I try to maximize the dark evenings for evaluating tools and researching topics that I don’t get time for during a normal working day.
First up for the New Year is LanguageTool. Automated Quality Assurance is an important aspect of many production processes and at VistaTEC we have deployed various commercial and in-house tools. My motivation for looking at LanguageTool was its use of Part of Speech tagging and user definable rules which can be combined with regular expressions to encode sophisticated linguistic checks.
My test domain was Marketing translations. Content full of emotive, symbolic and suggestive language.
The custom rule encoding is necessarily verbose given that the serialisation format is XML. Our internal tool, Cerberus, suffers from the same characteristics – elements and escaping of regular expression meta characters. Some of the advanced rule constructs are initially difficult to grasp. We ran many small tests in order to get to understand the operation of functionality like skip scope. Hopefully the evolving Rule Editor will support more advanced rule constructs soon and this will aid learning and perhaps speed up rule writing.
We were not able to build rules for all of the constructs that we wanted. Extending the tool via Java for these is a possibility. That will be another days work.
Next up has been Neural Networks. I’ve been viewing Andrew Ng’s Machine Learning lectures on Coursera. Learning is always helped by consulting several references and James McCaffrey’s articles have been straight-forward to understand.

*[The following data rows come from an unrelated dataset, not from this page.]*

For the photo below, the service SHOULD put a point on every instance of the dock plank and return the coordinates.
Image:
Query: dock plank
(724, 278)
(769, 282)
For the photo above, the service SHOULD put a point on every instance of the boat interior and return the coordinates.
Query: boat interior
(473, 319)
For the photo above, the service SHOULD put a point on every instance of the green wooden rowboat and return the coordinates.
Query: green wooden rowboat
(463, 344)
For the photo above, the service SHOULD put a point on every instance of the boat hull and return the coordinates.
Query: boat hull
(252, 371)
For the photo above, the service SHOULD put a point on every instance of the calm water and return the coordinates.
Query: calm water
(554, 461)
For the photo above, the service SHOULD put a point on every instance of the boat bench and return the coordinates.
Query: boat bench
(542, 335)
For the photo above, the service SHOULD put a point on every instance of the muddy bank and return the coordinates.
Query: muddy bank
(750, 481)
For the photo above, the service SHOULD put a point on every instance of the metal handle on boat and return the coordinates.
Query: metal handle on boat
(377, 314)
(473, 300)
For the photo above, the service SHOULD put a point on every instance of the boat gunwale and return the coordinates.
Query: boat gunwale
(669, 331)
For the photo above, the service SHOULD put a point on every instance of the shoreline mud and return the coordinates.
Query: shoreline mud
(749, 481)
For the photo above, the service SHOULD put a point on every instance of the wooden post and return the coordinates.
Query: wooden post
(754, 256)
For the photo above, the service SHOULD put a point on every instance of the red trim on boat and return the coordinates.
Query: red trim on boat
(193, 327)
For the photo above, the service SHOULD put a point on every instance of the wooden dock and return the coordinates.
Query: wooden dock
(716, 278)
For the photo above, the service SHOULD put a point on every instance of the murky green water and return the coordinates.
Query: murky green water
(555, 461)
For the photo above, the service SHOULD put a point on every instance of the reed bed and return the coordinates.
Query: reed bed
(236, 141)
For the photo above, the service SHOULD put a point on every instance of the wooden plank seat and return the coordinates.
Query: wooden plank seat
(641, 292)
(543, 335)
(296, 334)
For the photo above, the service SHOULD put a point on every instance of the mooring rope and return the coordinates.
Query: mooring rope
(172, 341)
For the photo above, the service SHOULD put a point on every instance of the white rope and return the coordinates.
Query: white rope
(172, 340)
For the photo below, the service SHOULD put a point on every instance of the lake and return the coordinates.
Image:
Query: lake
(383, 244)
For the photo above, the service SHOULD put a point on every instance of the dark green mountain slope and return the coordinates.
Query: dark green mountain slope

I really like that James included worked examples in his articles – it’s a great way of being able to check your own understanding (or lack of). Finally, it’s nice that the code examples are in C# rather than the ubiquitous Python (I can read it but let’s say it’s not my native tongue).
I’d prefer to be resident in warmer climes between November and March so that I could be out more without the need for layers of thermal underwear but I do love the different seasons.